CISSP Exam - Question 350

Negative testing ensures that your application can gracefully handle invalid input or unexpected user behavior.

Definitely D

Negative testing ensures that your application can gracefully handle invalid input or unexpected user behavior. For example, if a user tries to type a letter in a numeric field, the correct behavior in this case would be to display the “Incorrect data type, please enter a number” message.

Invalid input testing is always accomplished through "Negative Testing" - D

C, Integration testing is a type of software testing in which the different units, modules or components of a software application are tested as a combined entity. On the question, mentioned the system and sub-system ...

D. Negative testing The BEST method a security practitioner can use to ensure that systems and sub-systems gracefully handle invalid input is negative testing. Negative testing involves intentionally providing invalid or unexpected input to the system to verify that it can handle such input without crashing, producing errors, or compromising security. This helps identify vulnerabilities, potential exploits, and weaknesses in the system's behavior when faced with unexpected conditions. While other testing types (unit testing, acceptance testing, integration testing) are important in the software development lifecycle, negative testing specifically focuses on identifying how a system responds to incorrect or malicious input, making it particularly relevant for security considerations.

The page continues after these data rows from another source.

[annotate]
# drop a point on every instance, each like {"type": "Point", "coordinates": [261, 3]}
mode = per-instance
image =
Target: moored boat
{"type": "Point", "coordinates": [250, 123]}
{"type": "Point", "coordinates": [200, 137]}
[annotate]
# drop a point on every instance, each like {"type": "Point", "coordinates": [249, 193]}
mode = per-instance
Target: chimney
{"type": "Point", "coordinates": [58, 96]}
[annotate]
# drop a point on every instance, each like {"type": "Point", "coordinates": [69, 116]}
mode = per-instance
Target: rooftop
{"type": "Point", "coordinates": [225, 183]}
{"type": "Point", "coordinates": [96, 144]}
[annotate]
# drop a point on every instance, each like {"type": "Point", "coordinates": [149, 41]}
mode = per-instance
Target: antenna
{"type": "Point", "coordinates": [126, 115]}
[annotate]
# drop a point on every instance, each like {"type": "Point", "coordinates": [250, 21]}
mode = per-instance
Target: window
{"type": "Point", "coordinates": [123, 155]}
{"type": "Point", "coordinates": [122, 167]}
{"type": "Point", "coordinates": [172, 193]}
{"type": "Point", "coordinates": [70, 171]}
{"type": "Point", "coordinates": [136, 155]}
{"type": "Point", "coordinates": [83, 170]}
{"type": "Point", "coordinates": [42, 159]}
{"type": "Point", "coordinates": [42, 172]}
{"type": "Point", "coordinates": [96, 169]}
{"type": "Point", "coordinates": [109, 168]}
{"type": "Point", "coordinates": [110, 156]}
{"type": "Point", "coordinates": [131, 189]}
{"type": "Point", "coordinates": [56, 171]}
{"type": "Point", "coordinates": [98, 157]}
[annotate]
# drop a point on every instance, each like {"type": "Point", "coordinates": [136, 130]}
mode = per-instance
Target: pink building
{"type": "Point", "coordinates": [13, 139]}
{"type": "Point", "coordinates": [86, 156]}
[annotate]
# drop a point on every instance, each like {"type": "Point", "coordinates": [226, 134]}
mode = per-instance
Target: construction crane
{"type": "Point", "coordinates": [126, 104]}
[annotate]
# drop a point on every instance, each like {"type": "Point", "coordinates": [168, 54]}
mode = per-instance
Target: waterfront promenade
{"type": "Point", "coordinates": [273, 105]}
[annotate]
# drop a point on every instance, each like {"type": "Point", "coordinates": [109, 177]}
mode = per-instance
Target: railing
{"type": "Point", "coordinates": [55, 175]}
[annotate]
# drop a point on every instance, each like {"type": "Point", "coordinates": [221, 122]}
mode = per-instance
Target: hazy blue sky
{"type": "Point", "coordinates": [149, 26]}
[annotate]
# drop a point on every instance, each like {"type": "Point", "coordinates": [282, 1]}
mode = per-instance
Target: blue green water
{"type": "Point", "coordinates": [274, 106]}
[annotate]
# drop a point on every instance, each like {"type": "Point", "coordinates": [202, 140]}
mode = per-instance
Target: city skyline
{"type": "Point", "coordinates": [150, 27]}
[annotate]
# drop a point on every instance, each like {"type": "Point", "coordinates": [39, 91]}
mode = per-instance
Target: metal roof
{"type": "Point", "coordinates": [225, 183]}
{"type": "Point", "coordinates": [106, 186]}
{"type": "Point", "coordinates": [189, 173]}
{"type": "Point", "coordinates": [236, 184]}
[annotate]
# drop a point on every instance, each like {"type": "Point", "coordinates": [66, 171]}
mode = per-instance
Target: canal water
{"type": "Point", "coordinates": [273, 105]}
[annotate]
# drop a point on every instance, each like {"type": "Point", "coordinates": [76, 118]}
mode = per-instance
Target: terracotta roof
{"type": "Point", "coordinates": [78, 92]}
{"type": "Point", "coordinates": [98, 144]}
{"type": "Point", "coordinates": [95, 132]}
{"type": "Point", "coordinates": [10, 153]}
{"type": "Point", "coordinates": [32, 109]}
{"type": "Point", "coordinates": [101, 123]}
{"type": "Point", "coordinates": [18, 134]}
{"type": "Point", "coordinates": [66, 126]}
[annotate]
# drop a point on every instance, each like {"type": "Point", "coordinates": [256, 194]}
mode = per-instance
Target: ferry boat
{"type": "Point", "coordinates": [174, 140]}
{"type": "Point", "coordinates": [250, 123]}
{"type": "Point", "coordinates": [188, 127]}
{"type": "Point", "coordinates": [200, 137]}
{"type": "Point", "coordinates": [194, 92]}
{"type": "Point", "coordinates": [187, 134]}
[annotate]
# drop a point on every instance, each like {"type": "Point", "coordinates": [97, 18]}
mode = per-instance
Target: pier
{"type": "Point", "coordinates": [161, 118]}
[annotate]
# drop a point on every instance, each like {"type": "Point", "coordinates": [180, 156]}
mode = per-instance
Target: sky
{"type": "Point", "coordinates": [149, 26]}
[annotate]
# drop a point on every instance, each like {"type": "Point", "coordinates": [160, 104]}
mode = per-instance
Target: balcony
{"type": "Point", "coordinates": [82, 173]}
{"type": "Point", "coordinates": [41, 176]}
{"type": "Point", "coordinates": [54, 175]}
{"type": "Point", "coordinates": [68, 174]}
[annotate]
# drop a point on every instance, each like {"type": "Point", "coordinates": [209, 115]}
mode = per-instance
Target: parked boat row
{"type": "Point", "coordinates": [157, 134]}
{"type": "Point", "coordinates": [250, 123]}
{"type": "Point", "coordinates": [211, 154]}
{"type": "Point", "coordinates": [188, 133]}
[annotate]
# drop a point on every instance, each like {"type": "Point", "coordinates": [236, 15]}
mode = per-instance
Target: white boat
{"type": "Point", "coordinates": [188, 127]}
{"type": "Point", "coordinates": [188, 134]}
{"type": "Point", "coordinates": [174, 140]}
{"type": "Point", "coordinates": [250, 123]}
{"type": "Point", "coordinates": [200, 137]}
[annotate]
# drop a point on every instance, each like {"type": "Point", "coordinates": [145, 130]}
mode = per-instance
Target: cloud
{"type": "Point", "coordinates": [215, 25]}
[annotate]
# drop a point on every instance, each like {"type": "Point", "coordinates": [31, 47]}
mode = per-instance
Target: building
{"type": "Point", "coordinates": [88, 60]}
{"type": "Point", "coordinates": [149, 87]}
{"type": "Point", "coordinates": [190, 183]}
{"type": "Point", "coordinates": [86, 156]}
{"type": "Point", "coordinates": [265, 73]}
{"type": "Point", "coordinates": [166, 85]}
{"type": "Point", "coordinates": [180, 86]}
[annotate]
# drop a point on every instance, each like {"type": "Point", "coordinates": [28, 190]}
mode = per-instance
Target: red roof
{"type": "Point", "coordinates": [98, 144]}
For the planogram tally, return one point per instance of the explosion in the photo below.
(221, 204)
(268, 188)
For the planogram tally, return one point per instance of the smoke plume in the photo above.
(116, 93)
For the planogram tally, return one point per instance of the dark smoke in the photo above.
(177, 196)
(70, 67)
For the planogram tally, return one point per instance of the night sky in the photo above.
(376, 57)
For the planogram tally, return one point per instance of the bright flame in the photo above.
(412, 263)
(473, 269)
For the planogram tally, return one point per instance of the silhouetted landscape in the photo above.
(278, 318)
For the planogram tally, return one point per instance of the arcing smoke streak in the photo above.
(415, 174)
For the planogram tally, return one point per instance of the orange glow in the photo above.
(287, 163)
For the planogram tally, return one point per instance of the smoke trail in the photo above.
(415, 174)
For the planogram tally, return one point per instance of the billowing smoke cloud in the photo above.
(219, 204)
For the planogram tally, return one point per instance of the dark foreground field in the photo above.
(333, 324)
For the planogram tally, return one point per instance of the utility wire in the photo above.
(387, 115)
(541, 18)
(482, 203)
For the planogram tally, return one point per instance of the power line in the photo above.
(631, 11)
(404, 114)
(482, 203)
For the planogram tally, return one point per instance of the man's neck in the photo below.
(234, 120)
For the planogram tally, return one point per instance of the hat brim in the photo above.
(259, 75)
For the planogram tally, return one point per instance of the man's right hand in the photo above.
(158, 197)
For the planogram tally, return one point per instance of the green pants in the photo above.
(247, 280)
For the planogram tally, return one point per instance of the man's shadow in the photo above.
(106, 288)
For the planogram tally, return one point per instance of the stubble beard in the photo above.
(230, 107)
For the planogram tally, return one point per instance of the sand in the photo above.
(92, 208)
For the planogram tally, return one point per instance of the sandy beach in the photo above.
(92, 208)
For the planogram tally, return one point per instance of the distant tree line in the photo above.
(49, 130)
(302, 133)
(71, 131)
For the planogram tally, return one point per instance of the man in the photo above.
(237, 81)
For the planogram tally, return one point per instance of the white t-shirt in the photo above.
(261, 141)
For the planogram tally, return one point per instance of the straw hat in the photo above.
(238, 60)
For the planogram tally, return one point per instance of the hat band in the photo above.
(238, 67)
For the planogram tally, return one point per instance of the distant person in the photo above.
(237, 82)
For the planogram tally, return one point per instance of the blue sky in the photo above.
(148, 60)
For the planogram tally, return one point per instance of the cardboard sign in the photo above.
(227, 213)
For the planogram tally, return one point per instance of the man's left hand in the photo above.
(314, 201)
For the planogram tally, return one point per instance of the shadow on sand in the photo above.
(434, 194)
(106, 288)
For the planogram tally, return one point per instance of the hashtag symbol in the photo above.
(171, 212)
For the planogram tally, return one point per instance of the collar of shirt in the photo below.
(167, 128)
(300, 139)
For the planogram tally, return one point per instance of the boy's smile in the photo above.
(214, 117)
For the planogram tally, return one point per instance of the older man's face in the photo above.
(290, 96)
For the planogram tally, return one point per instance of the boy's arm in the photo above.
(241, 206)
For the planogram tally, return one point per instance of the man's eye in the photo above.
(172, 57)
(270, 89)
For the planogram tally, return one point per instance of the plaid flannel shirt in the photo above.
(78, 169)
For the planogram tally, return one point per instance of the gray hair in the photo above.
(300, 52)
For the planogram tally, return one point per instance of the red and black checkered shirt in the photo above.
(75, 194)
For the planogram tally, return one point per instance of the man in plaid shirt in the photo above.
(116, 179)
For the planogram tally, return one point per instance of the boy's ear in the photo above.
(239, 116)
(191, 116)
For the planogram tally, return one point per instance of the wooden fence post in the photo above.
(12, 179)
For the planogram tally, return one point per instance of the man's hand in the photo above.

key words "gracefully handle invalid input" Integration between the system and sub-system usually meaning the inputs/output the system are much more static. But the input from human will be very different. Even between the system and sub-system, cannot the input will play "nice" and need to handle exception or invalid input. So negative testing is definitely the right answer.

Negative testing is necessary to stress test the fields...this example fits as an example of negative testing. C is not incorrect, just feel D is more correct

All results in google define Negative Testing as: Negative testing ensures that your application can gracefully handle invalid input or unexpected user behavior.

Looks like negative testing is part of the integration testing when it comes to test systems and subsytems all together : check below link https://www.openxcell.com/blog/integration-testing/

D. Negative testing.

Looks like D: "Negative testing ensures that your application can gracefully handle invalid input or unexpected user behavior. For example, if a user tries to type a letter in a numeric field, the correct behavior in this case would be to display the “Incorrect data type, please enter a number” message." https://smartbear.com/learn/automated-testing/negative-testing/#:~:text=Negative%20testing%20ensures%20that%20your,please%20enter%20a%20number%E2%80%9D%20message. The question asks for testing method, and negative testing is a method: "Negative Testing is a testing method performed on the software application by providing invalid or improper data sets as input." https://www.guru99.com/positive-and-negative-testing.html Integration testing does address the subsystems, but when I googled "integration testing method" I don't get matches like with negative testing. Since the question asks for a method, negative testing it is.

D. Negative testing Negative testing, also known as error path testing or failure testing, is the practice of testing a system or application with invalid or unexpected inputs to ensure that it handles them gracefully and does not break or produce erroneous results. It helps identify vulnerabilities and weaknesses in the system's error-handling and validation mechanisms.

D is correct. Why are there so many questions with answers that are literally out of the CISSP definitions that are wrong here?